Column: Internationale aandacht voor onze gebouwen

17 augustus 2022

bomen maan
EnEn_natuurbegraafplaats_BASE_03_s

door Joyce Sengers

Pionieren. Dat is nog de beste term om onze manier van werken in de beginjaren – we zijn gestart in 2016– te omschrijven. We opereerden – tamelijk provisorisch – vanuit onze pipowagen, geparkeerd aan het eind van onze oprijlaan naar Natuurbegraafplaats De Utrecht. Dat was knus maar ook behelpen. Logisch dus dat we een gat in de lucht sprongen toen de gemeentes Hilvarenbeek en Reusel de Mierden ons meldde dat onze bouwvergunning voor drie ‘gebouwtjes’ was goedgekeurd.

Ik zet ‘gebouwtjes’ met opzet tussen haakjes omdat we niet heel consequent zijn in de namen die we hanteren. Soms zeggen we ‘gebouwtjes’ maar soms ook ‘schuren’ – al klinkt dat naar mijn smaak een beetje oneerbiedig. En als we spreken van ‘paviljoens’, dan heb ik weer het gevoel dat we een te grote broek aantrekken. We hebben ook nog even geflirt met namen als ‘pub’ of ‘saloon’: dat zijn immers ontmoetingsplekken waar wordt gehuild en gelachen, gegeten en gedronken. Maar ‘pub’ of ‘saloon’ klinkt misschien weer net wat te olijk op een begraafplaats. Ook al wordt er bij uitvaarten steeds vaker gelachen en gedronken, het is nog altijd geen feest.

Wat dan wél?

We kunnen ons eindeloos het hoofd breken over passende namen, maar misschien ligt de oplossing wel binnen handbereik. Sommige mensen zijn heel creatief in het bedenken van passende namen (en slagzinnen). Kortom: wie weet hebt ú wel een lumineus idee, een voortreffelijk plan, een klaterhelder moment of een geniale inval!

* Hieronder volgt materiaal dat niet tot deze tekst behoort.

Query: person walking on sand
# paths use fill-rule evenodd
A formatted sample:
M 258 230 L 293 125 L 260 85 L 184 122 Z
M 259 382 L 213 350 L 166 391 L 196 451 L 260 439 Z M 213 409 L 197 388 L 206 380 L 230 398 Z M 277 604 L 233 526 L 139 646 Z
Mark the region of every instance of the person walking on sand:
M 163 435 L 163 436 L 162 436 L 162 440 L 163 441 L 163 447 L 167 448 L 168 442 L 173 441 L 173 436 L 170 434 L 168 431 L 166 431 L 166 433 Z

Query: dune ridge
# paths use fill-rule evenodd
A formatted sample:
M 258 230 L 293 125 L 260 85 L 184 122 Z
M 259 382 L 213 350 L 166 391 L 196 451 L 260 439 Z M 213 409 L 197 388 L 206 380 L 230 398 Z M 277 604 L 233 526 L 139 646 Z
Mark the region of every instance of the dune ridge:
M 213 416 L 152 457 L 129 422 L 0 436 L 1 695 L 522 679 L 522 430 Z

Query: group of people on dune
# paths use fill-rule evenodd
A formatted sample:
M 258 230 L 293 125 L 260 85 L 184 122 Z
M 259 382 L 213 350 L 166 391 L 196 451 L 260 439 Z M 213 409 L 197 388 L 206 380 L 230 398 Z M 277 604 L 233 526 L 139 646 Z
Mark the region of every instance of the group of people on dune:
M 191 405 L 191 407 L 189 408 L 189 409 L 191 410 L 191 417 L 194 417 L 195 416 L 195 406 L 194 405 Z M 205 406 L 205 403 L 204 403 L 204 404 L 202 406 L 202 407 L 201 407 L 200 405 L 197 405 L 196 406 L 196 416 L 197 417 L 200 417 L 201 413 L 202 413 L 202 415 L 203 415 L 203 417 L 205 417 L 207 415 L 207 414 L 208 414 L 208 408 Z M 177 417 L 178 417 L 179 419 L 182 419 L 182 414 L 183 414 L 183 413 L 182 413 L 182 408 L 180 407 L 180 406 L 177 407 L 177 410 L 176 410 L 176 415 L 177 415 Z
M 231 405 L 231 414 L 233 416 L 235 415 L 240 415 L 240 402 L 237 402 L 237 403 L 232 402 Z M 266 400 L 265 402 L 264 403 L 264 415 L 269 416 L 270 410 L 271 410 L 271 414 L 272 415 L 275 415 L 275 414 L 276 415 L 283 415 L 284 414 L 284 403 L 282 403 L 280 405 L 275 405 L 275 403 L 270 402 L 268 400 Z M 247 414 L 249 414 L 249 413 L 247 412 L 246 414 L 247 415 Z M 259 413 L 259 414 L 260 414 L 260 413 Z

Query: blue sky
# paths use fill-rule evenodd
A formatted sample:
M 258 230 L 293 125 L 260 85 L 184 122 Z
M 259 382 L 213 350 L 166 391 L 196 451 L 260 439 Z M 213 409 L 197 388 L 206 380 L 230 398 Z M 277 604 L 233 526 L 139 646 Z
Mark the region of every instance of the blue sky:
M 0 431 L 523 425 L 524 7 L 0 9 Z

Het laatste wat ik wil, is u beperken in uw creativiteit of u manoeuvreren in een bepaalde denkrichting. Toch wil ik u dit voorval niet onthouden. Taalkundige Wim Daniëls hield een verhaal op onze natuurbegraafplaats tijdens de officiële ingebruikname van de gebouwtjes. Toen ik hem vertelde dat ze nog geen namen hadden, stelde hij voor het grootste gebouw ‘papillon’ te noemen. Hij zei: ‘Als ik dat gebouw van boven zie, lijken de vier dakvlakken op de vleugels van een vlinder.’ Dat vond ik mooi, temeer omdat de vlinder met zijn ontwikkeling van rups via cocon naar vlinder ook staat voor ontwikkeling en vergankelijkheid. Vergankelijk is bijvoorbeeld ook het hout van onze gebouwen. Het is niet geïmpregneerd of behandeld voor langdurig behoud. Ooit zal het vergaan, zoals alles ooit vergaat.

De bijzondere architectuur van onze gebouwen is niet onopgemerkt gebleven. Zo dingen ze mee naar de prijs voor het beste publieke gebouw van het jaar van het Nederlandse platform Architectenweb. Ook het grootste architectuurplatform van de wereld, Archdaily, besteedde aandacht aan onze nog altijd naamloze gebouwen…

Dus: als u een dezer dagen in een hangmat ligt, op een badlaken aan het strand of op een ligstoel aan een zwembad, en heeft een helder moment: schrijf het op! We zijn erg benieuwd naar uw suggesties. De bedenker van de winnende na(a)m(en) van onze ‘gebouwen’ hijsen we uiteraard op schild! Hij of zij zal op termijn de namen onthullen. Fijne zomer!